Melanoma is a type of skin cancer, it is the most lethal of the various forms of this disease. It can be cured but only if detected early enough in its progress. Now, writing in the International Journal of Advanced Intelligence Paradigm, a research team from India has developed a new way to analyse skin lesions that may or may not be melanoma and so allow a more reliable diagnosis to be developed.
The World Health Organisation (WHO) says that one third of all cancer cases are skin cancers and there are currently more than 135,000 new melanoma cases diagnosed annually. The five-year survival rate for patients with melanoma diagnosed and treated early is 98%, whereas the survival rate is 62% for cases of melanoma that have spread beyond the local tissues. Survival for cases where the cancer has spread to other tissues and bone well away from the primary tumour site is a mere 16% survival rate after five years.

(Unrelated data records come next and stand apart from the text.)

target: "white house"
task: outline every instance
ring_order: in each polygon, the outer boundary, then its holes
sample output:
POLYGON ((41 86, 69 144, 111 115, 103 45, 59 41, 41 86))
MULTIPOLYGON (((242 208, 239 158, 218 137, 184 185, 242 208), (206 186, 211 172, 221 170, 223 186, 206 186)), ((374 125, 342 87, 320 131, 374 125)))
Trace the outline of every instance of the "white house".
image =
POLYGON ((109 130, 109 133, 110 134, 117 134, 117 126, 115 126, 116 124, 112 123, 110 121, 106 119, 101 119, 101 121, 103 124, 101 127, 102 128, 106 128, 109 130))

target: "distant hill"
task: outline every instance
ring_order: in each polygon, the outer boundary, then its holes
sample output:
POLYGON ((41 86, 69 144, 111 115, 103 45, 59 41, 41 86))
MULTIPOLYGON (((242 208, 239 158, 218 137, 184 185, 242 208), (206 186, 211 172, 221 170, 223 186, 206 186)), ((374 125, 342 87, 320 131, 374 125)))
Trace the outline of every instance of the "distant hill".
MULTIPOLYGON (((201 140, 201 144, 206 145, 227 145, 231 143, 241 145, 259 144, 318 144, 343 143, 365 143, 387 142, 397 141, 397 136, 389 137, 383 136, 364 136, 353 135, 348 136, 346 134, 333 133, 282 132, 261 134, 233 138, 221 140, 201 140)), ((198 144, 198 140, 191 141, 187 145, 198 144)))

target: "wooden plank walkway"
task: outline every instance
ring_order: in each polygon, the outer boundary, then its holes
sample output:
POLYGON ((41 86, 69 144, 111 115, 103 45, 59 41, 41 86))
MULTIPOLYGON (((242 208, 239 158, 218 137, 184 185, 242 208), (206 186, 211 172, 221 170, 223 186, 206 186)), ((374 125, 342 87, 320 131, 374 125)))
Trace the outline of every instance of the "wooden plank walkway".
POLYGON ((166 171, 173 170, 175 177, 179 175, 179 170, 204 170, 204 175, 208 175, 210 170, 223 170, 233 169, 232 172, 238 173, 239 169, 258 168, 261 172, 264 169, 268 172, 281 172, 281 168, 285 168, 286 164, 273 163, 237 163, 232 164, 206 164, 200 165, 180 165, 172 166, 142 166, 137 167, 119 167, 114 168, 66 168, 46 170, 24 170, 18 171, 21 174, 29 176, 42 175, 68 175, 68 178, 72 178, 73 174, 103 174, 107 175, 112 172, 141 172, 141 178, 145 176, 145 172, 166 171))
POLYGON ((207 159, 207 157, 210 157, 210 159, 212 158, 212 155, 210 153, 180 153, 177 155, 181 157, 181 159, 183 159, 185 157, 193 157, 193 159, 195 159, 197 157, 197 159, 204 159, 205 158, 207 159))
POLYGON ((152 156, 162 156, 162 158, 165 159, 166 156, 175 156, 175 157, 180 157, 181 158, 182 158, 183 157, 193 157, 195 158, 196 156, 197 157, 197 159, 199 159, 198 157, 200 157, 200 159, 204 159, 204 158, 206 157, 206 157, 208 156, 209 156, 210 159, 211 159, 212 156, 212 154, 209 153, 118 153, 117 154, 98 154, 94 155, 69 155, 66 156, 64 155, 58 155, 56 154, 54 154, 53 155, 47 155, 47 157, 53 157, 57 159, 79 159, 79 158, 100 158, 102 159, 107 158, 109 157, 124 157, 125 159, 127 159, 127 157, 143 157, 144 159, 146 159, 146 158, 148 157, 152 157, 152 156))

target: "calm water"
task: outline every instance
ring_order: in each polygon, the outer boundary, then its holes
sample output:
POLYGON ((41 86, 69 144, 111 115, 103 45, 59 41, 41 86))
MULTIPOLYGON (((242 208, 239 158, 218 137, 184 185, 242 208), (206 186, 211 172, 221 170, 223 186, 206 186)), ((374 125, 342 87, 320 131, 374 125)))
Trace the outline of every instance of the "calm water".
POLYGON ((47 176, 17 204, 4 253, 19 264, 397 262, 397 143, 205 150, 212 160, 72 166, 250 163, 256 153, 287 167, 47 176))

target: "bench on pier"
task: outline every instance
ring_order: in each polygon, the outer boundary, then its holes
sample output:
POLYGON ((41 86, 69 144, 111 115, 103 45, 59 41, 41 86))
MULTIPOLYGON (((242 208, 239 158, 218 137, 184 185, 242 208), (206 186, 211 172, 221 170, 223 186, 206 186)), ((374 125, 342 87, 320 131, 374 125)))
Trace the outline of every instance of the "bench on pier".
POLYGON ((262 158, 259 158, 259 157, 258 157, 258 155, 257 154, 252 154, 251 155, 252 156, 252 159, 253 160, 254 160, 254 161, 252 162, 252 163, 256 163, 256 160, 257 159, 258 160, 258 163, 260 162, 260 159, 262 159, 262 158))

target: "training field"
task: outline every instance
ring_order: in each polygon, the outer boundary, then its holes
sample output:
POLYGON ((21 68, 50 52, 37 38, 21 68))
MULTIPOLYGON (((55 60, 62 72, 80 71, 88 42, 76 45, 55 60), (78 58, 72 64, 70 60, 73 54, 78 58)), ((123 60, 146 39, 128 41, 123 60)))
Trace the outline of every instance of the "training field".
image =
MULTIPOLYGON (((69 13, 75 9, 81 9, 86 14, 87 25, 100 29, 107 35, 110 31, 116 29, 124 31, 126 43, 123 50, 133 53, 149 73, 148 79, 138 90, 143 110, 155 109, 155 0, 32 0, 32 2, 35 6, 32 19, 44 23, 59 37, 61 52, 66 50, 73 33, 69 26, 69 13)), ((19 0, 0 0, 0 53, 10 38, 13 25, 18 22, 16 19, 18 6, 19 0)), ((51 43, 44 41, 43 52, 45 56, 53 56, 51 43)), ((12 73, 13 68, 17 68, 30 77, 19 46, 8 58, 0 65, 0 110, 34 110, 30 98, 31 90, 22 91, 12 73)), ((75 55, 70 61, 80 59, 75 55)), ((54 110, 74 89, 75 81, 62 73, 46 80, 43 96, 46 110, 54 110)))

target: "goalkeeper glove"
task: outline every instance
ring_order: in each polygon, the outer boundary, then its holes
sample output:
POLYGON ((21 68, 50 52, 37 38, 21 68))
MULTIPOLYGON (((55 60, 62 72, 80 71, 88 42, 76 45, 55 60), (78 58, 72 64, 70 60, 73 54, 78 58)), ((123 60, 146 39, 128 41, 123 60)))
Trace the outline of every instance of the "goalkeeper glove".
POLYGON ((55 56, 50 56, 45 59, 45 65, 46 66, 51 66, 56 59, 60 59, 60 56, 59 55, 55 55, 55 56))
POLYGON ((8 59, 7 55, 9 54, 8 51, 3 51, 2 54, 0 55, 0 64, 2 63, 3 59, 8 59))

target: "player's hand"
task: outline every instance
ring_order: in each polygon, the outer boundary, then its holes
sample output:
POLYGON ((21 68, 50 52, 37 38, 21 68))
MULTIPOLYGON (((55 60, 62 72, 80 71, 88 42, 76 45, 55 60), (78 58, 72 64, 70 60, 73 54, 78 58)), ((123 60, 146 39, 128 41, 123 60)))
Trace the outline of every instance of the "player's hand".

Vikash Yadav and Vandana Dixit Kaushik of Harcourt Butler Technical University, Kanpur explain that the diagnosis of skin cancer is difficult using conventional methods but that modern image processing and analysis could improve the outlook significantly. Their approach looks at asymmetries in high-level features of skin lesions and then combining the data with low-level features to create a computer algorithm that can accurately classify a skin lesion as being melanoma or not. The features that emerge as indicative are asymmetries, border irregularities, and colour differences within the same lesion that mark out a common mole or other skin blemish from a melanoma.
Yadav, V. and Kaushik, V.D. (2018) ‘Detection of melanoma skin disease by extracting high level features for skin lesions’, Int. J. Advanced Intelligence Paradigms, Vol. 11, Nos. 3/4, pp.397–408.